Under this hardware design, if two shader programs use the same uniform layout, and require the same values, then no work needs to be done when switching programs -- however, because GL's API is mismatched, the driver is forced to do a lot of useless work (
setting redundant values, or caching/checking all values to avoid this) and the user is also forced to do a lot of useless work (
any values to be shared between two different 'shader instances' have to be set on both instances).
Also, if the user is able to specify the register layout, then they can greatly reduce the number of API calls by setting arrays of contiguous registers instead of each uniform individually.
If the user is given the ability to explicitly state uniform locations, and the ability to write values to the shared uniform registers (
instead of writing values to shader instance) then a smart rendering engine can
greatly reduce the amount of time spent in the GPU API/driver.

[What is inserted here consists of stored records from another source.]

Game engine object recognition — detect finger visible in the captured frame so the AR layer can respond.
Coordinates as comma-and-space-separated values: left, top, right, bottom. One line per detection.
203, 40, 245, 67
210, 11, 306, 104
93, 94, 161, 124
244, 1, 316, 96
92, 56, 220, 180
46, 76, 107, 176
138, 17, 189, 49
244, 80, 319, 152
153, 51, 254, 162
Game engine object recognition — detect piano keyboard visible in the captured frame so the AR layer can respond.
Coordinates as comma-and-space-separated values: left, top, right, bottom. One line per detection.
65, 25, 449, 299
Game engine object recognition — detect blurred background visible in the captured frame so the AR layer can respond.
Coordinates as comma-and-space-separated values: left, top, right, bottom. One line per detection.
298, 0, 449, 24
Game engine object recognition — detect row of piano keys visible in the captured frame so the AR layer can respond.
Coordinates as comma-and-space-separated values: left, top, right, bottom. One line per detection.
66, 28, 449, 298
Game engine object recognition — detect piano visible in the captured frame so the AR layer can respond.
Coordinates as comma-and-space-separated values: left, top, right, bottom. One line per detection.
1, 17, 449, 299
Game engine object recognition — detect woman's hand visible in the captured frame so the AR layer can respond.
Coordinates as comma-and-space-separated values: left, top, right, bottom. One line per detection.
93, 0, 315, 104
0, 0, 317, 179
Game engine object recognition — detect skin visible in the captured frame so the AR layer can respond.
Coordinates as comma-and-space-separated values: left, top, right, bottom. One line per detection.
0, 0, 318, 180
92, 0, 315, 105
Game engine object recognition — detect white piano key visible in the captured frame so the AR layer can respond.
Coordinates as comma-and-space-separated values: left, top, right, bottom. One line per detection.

However, SM4/SM5 GPUs also gave us the alternative of UBO's, which give you the same idea of having "shaders without values" and a "uniform register bank", except each UBO instance is it's own "register bank" that can be used by any shaders of your choosing -- so the UBO API is superior to both the "old" method, and GL4.3's "
Explicit uniform location" API (
which was the model used by D3D9), and I'd recommend you use UBO's, if targeting GL3.1 and up.
On a side note -- on all other APIs, I can write tools to pre-compile both my shader code and my UBO values, so that all the shaders and uniform values for a specific scene full of objects/materials can be saved in a file, and loaded straight into memory with no parsing/compiling/processing steps, which makes the runtime code about as easy as it gets.